Облегчив совесть этим предупреждением, Роза начала повествовать и о своих делах. Пошли слухи, что евреев беспрепятственно пускают в Манилу. Туда она и направляла свой путь. Роза принципиально не верила слухам, особенно если они касались счастья евреев. Она ехала проверить. Пусть нога ее ступит на почву Манилы, и тогда она честно скажет: «Да, евреев пускают в Манилу». Почему не попробовать? Допустим, не пускают, но не убивают же их там при выходе на землю. Она вернется. А если пускают – она вызовет мужа.
И вдруг Роза неожиданно и горько заплакала. Это были слезы преследуемого, испуганного человека, и эти слезы всем в столовой теперь были понятны.
– Вот что, – предложила Милица великодушно. – Как только найдутся мои карты (а они найдутся!), я раскину на вас. Я вам телеграфирую одно слово «да» или «нет» – на исполнение ваших желаний. Пусть доктор даст адрес и оплатит телеграмму.
– Только объясните ему хорошенько, а то он не поймет, – заволновалась Роза. – Он ужасно тупой, когда надо понять, в чем дело.
Мать чувствовала себя очень усталой. Но только она легла спать с тем, чтобы встать пораньше и продумать свои тревоги, осторожный звонок звякнул у входной двери. Она удивилась странности этого звука. Кто-то и хотел, чтоб звонок услышали, и, очевидно, боялся быть кем-то услышанным. Она побежала к двери.
На фоне печального темного зимнего неба, у серой решетки калитки, стоял бродяга. Ступенькой ниже – мальчик, еще ниже – собака: Бродяга был слеп на левый глаз; собака была хромая. Мальчик был как будто здоров, но очень худ и грязен. Свет луны скупо, как бы с неудовольствием, освещал их сзади, и они все трое дрожали от холода.

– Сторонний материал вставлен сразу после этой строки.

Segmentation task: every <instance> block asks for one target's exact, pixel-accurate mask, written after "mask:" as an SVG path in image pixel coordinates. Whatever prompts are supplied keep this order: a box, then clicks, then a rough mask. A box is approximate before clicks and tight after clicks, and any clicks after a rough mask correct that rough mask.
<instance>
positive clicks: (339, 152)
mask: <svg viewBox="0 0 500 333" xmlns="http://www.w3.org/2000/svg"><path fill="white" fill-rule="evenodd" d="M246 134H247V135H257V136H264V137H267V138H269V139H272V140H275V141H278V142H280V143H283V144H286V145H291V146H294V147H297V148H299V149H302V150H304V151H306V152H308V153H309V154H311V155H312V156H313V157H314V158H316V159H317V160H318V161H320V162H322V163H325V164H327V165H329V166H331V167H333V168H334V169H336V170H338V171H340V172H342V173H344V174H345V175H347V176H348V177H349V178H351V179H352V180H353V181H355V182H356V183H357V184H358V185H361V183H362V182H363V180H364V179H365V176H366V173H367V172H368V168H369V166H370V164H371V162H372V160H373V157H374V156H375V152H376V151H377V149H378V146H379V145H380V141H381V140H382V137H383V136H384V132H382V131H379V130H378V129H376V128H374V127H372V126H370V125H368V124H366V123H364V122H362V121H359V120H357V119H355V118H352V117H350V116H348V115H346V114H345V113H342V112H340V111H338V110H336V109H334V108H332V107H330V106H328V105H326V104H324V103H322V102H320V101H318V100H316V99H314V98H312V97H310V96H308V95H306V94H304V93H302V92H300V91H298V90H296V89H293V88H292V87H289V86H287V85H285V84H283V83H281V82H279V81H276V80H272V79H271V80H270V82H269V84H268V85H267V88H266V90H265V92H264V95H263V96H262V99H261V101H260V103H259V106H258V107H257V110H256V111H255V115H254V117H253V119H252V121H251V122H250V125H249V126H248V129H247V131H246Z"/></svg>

Бродяга спросил, можно ли видеть Петю. Мать просила его войти. Он отказался за всех троих: «Мы тут постоим». Мать позвала Петю. Чтобы оказать дрожащему в лохмотьях человеку какое-то человеческое внимание, она спросила:
– Это ваша собака?
– Моя, – ответил бродяга.
– А вам не трудно ее кормить?
– Мадам, русский беженец в нищете не может быть без собаки: ему нужен верный друг.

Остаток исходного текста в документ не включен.